9 - The Association between Transitional Housing Programs and Successful Treatment Completion among a Sample of Nevadans in Substance Use Disorder Treatment
Stream: Health and Wellness
Wednesday, October 23, 2024
5:30 PM - 7:00 PM PST
Abstract Information:
Introduction: Substance use disorders (SUDs), such as opioid use disorder and stimulant use disorder, remain prevalent across the United States. There are many evidence-based treatment and recovery services available for those with SUDs, but effectiveness of these services can be dependent on various factors. Current literature has shown one such factor to be homelessness. People experiencing homelessness (PEH) have less access to evidence-based SUD services and require more targeted programs to improve engagement and retention in said services. Recently, housing support programs (as an addition to SUD services) have proven to be helpful for this population. However, limited research has compared differences in outcomes between those that did utilize a supportive housing program and those that did not. The purpose of this study was to examine the association between transitional housing programs and successful treatment completion in order to evaluate the impact these programs have on people enrolled in SUD treatment in Nevada.
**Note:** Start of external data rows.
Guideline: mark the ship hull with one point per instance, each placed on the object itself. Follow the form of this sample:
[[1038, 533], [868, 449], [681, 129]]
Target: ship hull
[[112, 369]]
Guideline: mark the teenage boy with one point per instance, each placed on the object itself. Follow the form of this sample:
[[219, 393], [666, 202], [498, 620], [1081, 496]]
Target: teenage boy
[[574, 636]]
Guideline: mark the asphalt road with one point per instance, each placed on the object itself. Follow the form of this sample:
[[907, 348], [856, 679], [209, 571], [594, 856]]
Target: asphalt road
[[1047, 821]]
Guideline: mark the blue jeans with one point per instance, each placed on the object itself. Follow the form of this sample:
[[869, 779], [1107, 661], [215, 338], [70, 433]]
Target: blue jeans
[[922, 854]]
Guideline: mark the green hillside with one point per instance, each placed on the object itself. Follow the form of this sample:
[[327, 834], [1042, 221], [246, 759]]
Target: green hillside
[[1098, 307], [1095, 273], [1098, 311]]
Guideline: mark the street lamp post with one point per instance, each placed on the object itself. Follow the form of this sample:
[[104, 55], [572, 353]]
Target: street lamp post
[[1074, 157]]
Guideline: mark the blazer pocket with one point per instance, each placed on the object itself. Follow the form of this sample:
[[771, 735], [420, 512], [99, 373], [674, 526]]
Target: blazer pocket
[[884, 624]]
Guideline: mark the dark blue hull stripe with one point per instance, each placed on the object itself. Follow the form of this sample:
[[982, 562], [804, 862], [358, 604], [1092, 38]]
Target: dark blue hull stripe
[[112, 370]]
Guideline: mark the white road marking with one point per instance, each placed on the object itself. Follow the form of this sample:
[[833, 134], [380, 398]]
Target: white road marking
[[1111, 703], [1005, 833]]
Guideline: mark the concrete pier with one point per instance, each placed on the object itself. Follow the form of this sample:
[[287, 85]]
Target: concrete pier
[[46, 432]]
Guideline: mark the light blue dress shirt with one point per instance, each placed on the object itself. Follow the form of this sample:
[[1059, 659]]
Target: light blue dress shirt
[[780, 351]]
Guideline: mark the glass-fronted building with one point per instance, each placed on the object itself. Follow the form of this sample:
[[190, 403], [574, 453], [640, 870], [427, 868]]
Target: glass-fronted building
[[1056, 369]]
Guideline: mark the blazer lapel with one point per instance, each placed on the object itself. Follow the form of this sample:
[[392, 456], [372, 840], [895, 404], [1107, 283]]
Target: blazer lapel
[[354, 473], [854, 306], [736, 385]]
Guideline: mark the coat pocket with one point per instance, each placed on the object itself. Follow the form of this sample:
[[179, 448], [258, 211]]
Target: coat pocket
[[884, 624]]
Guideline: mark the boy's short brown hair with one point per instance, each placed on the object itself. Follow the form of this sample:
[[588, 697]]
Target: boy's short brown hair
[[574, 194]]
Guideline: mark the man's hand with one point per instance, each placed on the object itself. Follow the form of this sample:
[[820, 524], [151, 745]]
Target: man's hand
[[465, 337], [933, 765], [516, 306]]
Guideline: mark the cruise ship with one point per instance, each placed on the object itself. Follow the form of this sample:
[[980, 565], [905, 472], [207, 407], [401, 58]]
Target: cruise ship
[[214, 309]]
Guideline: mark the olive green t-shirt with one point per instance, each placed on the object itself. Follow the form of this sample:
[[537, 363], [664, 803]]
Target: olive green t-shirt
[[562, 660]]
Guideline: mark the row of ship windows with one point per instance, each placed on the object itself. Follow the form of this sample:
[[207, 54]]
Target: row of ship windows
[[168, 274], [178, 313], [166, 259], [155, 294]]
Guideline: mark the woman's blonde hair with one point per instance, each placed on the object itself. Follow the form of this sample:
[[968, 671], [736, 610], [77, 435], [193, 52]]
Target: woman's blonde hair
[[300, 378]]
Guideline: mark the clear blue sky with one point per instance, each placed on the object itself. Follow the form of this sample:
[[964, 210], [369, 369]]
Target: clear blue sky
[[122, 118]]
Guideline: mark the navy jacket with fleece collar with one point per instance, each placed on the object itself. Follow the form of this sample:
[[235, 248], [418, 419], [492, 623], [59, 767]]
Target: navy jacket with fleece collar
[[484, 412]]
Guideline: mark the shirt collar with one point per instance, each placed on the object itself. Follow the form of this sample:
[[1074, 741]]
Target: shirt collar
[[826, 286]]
Transitional housing is a type of supportive housing program that provides temporary housing, supervision, and support for clients as they transition to permanent and affordable living arrangements.
Methods: Data were collected from September 2019 to January 2023 as part of the Substance Abuse and Mental Health Services Administration’s (SAMHSA’s) State Opioid Response (SOR) grants, which provides funding for several SUD treatment and recovery services in Nevada. The sample was restricted to clients with histories of SUDs, that enrolled in SUD outpatient treatment, and that completed client outcome measures tools at both their intake into treatment and their discharge from treatment (N=824). The sample was then split into two groups: those that received outpatient and those that received outpatient plus transitional housing. Additional data used from the client outcome measures tool included demographic characteristics (i.e. gender, age, and race/ethnicity) and discharge status (successful treatment completion or unsuccessful treatment completion). Binary logistic regression was conducted to estimate the association between transitional housing programs and successful treatment completion while controlling for demographic characteristics.
Results: 74.2% of clients (n=611) were not in a transitional housing program as part of their SUD treatment and 70.9% (n=584) did not successfully complete treatment. The statistically significant findings suggest those that were in transitional housing programs had well over three times higher odds of successful treatment completion compared to those that were not in transitional housing programs. (AOR: 3.72, 95% CI: 2.56-5.42).
Conclusion: This study shows a large percentage of those seeking SUD treatment in Nevada do not have the option of a transitional housing program. It also provides evidence that clients not in transitional housing programs are not utilizing SUD services as successfully as their counterparts that are in transitional housing programs. These findings support previous research suggesting that additional supportive housing programs could improve treatment outcomes among the SUD population as a whole. They highlight a need for increased access and expansion of these programs which can be accomplished through delegation of additional funds from funding streams (i.e. SAMHSA’s SOR grants).